Vista: ‘The Americans’ y la ética de la guerra (fría)

Las conversaciones de Elizabeth y Phillip en la cocina: ¿preparando una operación, o hablando de la educación de los hijos?
The Americans, la serie sobre una pareja de espías de la KGB que tiene que construir una vida como matrimonio en el Washington de tiempos de Reagan, ha entrado en su tercera temporada. Fox España, quizás por mantener la coherencia con la serie, la ha estrenado casi en la clandestinidad, en versión original, y un par de días después de su emisión en Estados Unidos.
La serie refleja el ambiente político que se vivía a comienzos de los años ochenta y de la que participábamos los que éramos entonces adolescentes tardíos. El primer episodio empieza con el comienzo del mandato de Reagan, en 1981. No habían pasado dos años del derrocamiento del Sha de Irán, las revoluciones contra las dictaduras de Nicaragua, El Salvador o Guatemala hacían de Centroamérica un polvorín y unos meses antes Estados Unidos había boicoteado las olimpiadas de Moscú por la invasión de Afganistán. Y la posibilidad de una guerra nuclear no estaba descartada: en 1979, la OTAN había adoptado su famosa doble decisión: desplegar misiles en Europa mientras llamaba a una negociación entre EEUU y la URSS.

Keri Russell y Matthew Rhys, en una sesión fotográfica para la revisa ‘GQ’. Podría ejemplificar el eslogan de la primera temporada: «Todo vale en el amor y la Guerra Fría».
Phillip y Elizabeth (interpretados por unos espléndidos Keri Russell y Matthew Rhys) son soldados en guerra y, como tales, tienen una parte de la ética en suspenso (es la misma excusa que se suelen dar terroristas y torturadores, por ejemplo en Homeland). Son patriotas: están disfrazados, y, aunque eso les prive de la protección que da la Convención de Ginebra a los uniformados (bueno, de hecho el KGB estaba estructurado militarmente y sí tenían uniforme), pueden robar y matar a sus enemigos si eso contribuye a la victoria. En realidad, su actividad como espías nunca les crea problemas éticos, mientras quede confinada al enfrentamiento, por decirlo así, entre militares: el KGB por un lado, el FBI (que es el que tiene la jurisdicción de contraespionaje en EEUU) y la CIA por otra. Su brújula moral está muy clara, algo que no ocurre con otros personajes de la serie, especialmente en el caso de Stan Beeman, el agente del FBI al que interpreta Noah Emmerich. Otra cosa es cuando eso se desborda y las decisiones que toman en su vida terminan afectando a otras personas o, como se plantea desde el final de la segunda temporada, a su familia.

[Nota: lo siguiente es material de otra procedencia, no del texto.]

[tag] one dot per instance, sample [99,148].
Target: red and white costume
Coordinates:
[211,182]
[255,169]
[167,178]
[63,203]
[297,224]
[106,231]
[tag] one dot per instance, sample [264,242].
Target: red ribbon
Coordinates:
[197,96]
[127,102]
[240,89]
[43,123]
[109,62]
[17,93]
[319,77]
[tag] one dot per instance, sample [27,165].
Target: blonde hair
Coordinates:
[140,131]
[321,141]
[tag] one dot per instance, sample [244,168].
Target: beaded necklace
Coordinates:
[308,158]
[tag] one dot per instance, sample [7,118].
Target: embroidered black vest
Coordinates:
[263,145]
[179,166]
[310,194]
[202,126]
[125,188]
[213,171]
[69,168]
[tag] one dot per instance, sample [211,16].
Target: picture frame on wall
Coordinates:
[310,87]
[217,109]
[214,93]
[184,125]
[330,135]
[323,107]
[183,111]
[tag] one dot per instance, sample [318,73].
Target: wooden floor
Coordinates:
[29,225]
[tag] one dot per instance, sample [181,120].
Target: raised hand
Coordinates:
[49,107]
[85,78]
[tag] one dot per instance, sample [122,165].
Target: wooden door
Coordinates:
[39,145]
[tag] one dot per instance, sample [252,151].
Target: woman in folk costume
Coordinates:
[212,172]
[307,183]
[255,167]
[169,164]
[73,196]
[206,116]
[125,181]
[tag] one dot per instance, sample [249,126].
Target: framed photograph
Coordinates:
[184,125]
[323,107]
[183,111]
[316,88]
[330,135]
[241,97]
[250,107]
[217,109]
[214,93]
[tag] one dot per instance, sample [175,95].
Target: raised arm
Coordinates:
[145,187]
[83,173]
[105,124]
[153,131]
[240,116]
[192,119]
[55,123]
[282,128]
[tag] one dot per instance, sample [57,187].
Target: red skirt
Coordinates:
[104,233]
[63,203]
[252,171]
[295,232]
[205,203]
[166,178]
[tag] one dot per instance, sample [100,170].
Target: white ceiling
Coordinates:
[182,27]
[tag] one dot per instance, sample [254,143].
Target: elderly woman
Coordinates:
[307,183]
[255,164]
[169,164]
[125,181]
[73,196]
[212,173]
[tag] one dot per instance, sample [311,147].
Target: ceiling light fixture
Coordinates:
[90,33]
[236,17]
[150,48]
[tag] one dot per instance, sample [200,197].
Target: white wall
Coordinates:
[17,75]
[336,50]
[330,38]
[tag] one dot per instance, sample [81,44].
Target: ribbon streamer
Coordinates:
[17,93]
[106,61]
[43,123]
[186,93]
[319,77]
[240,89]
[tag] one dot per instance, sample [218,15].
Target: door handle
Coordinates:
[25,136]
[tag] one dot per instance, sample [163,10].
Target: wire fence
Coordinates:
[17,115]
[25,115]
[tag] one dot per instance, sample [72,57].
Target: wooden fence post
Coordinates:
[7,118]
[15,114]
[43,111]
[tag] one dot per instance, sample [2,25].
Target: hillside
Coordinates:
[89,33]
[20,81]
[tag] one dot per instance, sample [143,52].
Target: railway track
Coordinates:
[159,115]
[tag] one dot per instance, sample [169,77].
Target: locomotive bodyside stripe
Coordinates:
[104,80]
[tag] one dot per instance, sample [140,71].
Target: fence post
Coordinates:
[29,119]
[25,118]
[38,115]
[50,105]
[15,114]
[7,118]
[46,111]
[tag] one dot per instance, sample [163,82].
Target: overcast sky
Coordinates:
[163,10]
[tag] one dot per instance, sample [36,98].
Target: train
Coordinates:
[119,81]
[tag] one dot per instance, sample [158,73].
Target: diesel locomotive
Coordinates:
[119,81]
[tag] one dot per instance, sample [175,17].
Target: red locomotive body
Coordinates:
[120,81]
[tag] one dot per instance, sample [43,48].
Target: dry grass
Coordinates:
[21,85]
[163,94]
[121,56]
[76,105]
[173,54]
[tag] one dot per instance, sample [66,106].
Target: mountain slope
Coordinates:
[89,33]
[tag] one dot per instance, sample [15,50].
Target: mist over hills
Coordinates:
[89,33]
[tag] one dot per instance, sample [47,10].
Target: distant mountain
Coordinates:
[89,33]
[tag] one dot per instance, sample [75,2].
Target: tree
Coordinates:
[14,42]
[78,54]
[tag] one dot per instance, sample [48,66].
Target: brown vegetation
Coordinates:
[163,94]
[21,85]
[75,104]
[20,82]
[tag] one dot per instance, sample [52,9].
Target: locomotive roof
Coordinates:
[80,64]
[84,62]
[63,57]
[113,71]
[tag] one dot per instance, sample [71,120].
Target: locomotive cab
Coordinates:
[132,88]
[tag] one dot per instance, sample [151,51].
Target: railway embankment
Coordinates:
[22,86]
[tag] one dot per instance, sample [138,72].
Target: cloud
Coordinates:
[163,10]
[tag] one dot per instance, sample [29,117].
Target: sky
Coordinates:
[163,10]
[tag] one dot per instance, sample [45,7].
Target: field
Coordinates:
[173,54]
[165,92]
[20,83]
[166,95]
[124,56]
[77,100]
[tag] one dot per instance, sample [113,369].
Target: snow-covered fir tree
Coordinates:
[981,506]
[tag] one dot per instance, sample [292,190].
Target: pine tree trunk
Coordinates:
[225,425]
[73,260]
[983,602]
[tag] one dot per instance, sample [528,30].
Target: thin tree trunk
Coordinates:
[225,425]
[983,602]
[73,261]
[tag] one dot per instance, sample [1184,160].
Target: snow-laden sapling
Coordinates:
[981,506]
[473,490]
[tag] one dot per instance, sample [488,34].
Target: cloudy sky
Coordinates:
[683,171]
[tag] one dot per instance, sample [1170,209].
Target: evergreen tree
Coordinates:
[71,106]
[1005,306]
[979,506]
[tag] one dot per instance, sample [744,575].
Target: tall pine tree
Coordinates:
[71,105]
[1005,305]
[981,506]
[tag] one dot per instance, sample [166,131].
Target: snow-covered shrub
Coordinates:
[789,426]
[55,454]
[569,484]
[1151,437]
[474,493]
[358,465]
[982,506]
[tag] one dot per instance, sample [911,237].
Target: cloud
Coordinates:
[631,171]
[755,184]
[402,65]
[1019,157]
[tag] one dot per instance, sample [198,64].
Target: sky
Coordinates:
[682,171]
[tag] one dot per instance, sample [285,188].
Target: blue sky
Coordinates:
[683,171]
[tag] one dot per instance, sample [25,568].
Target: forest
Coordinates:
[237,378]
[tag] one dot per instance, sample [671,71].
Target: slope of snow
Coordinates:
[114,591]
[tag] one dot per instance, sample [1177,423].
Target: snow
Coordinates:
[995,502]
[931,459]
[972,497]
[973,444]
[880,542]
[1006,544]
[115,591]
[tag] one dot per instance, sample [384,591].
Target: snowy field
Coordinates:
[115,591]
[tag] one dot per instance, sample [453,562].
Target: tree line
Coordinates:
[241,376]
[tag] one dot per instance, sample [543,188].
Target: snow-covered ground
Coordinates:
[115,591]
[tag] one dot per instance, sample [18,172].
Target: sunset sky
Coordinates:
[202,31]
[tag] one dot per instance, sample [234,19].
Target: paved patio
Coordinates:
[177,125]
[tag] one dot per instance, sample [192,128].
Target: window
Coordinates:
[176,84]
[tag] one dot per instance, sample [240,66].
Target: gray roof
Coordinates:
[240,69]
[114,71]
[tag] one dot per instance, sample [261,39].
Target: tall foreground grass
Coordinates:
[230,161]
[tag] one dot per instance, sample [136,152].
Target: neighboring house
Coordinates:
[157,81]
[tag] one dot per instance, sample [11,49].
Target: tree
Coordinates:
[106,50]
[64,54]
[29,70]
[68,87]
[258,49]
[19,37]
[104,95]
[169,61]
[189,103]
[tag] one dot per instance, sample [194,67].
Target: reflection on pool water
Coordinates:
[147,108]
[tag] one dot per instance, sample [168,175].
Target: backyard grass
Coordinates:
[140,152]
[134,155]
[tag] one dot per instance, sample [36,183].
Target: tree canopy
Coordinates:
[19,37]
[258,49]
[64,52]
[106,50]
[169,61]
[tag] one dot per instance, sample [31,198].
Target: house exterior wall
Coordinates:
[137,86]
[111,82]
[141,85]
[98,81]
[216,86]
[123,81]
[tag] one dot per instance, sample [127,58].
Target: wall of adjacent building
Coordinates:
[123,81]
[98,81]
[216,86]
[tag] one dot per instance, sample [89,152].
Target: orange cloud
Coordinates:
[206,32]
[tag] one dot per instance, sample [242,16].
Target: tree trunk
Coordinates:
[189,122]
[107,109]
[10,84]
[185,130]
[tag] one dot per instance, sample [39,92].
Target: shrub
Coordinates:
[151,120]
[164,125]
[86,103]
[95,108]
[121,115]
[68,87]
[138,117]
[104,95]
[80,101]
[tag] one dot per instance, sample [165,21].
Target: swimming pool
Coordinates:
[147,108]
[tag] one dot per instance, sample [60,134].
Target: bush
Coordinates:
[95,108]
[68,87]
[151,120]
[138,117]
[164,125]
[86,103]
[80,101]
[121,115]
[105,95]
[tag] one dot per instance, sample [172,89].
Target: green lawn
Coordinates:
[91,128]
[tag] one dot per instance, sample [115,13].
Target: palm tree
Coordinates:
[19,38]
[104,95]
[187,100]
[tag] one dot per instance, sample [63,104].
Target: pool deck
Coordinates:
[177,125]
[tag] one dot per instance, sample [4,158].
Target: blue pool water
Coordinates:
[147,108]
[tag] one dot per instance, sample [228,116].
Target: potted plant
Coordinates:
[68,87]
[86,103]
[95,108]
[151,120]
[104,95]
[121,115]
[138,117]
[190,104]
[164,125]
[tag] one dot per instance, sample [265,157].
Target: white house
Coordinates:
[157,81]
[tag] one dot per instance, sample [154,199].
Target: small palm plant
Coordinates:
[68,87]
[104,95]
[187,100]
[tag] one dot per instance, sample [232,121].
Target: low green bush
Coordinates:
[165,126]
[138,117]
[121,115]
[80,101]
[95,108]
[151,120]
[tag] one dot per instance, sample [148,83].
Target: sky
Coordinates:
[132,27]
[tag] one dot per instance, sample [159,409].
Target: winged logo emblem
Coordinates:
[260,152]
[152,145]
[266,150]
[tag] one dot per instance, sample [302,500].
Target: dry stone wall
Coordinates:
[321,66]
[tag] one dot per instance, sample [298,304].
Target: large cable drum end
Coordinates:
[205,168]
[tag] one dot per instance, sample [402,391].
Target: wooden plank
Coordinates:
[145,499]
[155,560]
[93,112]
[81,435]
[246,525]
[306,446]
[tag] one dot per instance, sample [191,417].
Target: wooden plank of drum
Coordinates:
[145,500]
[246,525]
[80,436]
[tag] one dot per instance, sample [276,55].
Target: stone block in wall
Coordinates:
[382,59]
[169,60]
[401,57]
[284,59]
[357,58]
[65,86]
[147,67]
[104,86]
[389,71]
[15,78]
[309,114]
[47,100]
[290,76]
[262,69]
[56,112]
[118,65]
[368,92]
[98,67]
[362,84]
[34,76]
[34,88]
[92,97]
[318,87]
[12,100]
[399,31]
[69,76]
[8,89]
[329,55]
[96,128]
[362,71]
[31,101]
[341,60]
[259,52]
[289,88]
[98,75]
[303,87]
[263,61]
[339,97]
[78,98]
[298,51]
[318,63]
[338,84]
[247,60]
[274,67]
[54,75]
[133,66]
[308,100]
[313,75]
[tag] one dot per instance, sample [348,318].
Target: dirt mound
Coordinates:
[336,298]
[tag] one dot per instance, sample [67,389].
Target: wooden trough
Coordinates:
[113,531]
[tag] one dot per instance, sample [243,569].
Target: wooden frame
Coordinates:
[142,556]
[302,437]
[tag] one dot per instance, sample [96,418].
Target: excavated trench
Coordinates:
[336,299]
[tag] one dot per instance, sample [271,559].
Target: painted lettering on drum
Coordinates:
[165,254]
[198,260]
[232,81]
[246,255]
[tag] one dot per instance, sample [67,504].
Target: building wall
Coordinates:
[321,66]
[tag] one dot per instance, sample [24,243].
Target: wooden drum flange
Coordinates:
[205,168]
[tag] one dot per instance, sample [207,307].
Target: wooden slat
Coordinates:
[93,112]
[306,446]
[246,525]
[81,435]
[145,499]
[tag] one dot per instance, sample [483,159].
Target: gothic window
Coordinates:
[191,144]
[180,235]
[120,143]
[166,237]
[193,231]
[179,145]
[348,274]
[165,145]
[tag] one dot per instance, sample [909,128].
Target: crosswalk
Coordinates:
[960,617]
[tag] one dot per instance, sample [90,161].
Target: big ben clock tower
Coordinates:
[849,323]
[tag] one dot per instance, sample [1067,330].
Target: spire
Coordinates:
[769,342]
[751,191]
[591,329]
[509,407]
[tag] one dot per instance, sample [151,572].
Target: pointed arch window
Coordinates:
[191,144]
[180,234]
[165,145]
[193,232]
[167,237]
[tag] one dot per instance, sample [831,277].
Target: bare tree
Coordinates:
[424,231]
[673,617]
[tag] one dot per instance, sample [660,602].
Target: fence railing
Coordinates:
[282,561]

Dicho de otra forma, es la vieja diferencia entre la deontología profesional o la ética. Siempre me ha gustado como ejemplo el caso de Sparafucile, el asesino a sueldo que contrata Rigoletto para que asesine al Duque de Mantua. Maddalena, la hermana de Sparafucile, enamorada del duque, quiere evitar el crimen, y le sugiere que mate al bufón jorobado: salvará a su amante y cobrarán el total de la prima. Sparafucile se indigna.
¡Matar a ese jorobado!
¡Qué diablos dices!
¿Soy acaso un ladrón?
¿Soy tal vez un bandido?
¿A qué otro cliente
he traicionado?
Me paga ese hombre
y le seré fiel
Es curioso, pero en la ficción lo que diferencia, en general, a los asesinos en serie de los asesinos a sueldo (todos, al cabo, criminales en masse) es que los primeros están rodeados de un cierto misticismo, mientras que los segundos vienen a ser verdaderos ascetas. Desde Hannibal Lecter a Norman Bates, desde las viejecitas de Arsénico por compasión al Jean Baptiste-Grenouille de El Perfume, pasando, por supuesto, por Dexter o el anónimo protagonista de Seven, los asesinos en serie tratan de servir a un impulso que tiene algo de superior por inevitable. En cambio, los asesinos a sueldo, de Léon a Chigurh, a Jonathan Hemlock de La sanción del Eiger o al Michael Sullivan de Camino a la perdición, son en general ascetas que normalmente no obtienen más satisfacción de sus crímenes que la del trabajo bien hecho. Y su salario, por supuesto.
La serie puede verse también como una reflexión sobre la posibilidad de que un matrimonio concertado tenga éxito. ¿Es imprescindible que el amor preceda a la convivencia? ¿O basta con tener una identidad de propósitos y la obligación de servir (normalmente a los intereses familiares, en este caso a la patria, o a la ideología) para construir un matrimonio?